After the death of her mother when she turned ten, Judith Friedland learned to be resilient. She met the expectations for upper-middle-class women in Toronto in the 1940s and 1950s, which included post-secondary education, marriage, and motherhood. While raising a family and supporting her husband’s academic career, she continued her formal education through part-time study and gradually began a journey tailored to herself as an individual. In her forties, she embarked on her own academic career, rising through the ranks to become a tenured full professor and chair of the department of occupational therapy in the Faculty of Medicine at the University of Toronto. In There Was a Time for Everything, Friedland reflects on her life and the fact that over time she managed to "have it all" – just not all at once.
For Spring 2024 series — 3 sessions: $30 Beth Tzedec member / $40 Community member
Individual sessions: $15 per session
Judith Friedland grew up in Toronto where she attended John R Wilcox, Vaughan Road Collegiate – and McCaul Street Synagogue. She graduated from the University of Toronto with a Diploma in Physical and Occupational Therapy in 1960 and returned to U of T over the years, completing a BA in 1976, an MA in 1981, and a PhD in 1988. She married in 1958—here in Beth Tzedec—and has three children, and eight grandchildren. She worked as an occupational therapist in psychiatric hospitals in Cambridge, England and Toronto before her children were born and returned to work, part-time, at COTA (Community Occupational Therapy and Associates), once they were all in school. At age 43, she began her academic career in occupational therapy, in the Faculty of Medicine, at U of T, rising through the ranks to Full Professor and chairing her department. Her main research areas have been in the psychosocial aspects of Illness, Injury and Aging and the early history of occupational therapy in Canada.

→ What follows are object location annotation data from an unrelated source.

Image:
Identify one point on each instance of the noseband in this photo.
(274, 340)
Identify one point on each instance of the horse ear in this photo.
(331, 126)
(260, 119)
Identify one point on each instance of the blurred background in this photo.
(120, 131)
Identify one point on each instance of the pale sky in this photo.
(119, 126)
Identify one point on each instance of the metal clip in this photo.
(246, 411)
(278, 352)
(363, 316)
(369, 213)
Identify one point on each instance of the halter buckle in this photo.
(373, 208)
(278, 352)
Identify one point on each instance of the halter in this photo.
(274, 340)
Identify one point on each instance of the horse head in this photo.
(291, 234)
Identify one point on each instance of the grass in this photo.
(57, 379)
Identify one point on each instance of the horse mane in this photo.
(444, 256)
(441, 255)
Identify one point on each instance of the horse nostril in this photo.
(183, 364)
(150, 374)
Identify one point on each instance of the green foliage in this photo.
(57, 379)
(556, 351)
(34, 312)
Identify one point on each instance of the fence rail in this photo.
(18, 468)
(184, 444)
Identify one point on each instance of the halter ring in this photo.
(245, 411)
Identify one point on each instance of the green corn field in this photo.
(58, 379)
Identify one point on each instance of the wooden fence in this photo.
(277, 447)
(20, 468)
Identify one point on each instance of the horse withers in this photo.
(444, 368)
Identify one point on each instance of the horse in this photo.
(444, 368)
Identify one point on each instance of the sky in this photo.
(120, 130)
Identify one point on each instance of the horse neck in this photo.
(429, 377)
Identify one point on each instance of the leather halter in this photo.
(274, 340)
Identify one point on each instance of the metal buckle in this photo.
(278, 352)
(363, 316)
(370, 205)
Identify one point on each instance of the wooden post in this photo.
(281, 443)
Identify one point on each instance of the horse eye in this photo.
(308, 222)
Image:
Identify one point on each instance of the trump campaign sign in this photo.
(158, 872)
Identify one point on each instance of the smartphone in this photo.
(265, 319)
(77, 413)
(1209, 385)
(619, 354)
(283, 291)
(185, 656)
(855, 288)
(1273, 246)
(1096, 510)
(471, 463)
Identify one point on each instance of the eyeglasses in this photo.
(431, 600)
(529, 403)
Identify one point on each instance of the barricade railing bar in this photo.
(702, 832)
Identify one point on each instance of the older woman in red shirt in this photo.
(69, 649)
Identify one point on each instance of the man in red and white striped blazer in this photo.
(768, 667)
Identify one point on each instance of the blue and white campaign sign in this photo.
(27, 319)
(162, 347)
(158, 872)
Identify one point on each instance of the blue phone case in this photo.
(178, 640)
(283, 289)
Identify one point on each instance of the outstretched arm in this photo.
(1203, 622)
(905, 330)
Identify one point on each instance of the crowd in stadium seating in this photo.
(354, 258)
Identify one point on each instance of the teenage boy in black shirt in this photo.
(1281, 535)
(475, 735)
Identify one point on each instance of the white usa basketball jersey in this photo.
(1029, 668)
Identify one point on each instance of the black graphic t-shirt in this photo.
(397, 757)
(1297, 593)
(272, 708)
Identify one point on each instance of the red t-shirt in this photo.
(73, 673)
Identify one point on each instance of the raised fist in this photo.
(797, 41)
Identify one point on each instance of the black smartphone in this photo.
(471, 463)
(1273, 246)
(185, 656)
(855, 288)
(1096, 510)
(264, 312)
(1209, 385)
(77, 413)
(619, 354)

Dawn Promislow was born and raised in South Africa and has lived in Toronto since 1987. She is the author of the novel Wan, which was a finalist for the Canadian Authors Association's Fred Kerner Book Award 2023, a Miramichi Best Fiction title of 2022, a CanLit Bookclub Pick in Zoomer magazine, and a finalist in the design category for an Alberta Book Publishing Award 2023. The novel was on several of CBC Books's recommended lists of historical fiction for 2022. Dawn is also the author of the short story collection Jewels and Other Stories, which was named one of the eight best fiction debuts of 2011 by the Globe and Mail, and was long-listed for the Frank O'Connor International Short Story Award 2011. She's had numerous award-nominated short stories, poems, and essays published in literary journals in Canada, the US, and the UK, and anthologized in books. She is working on a new novel.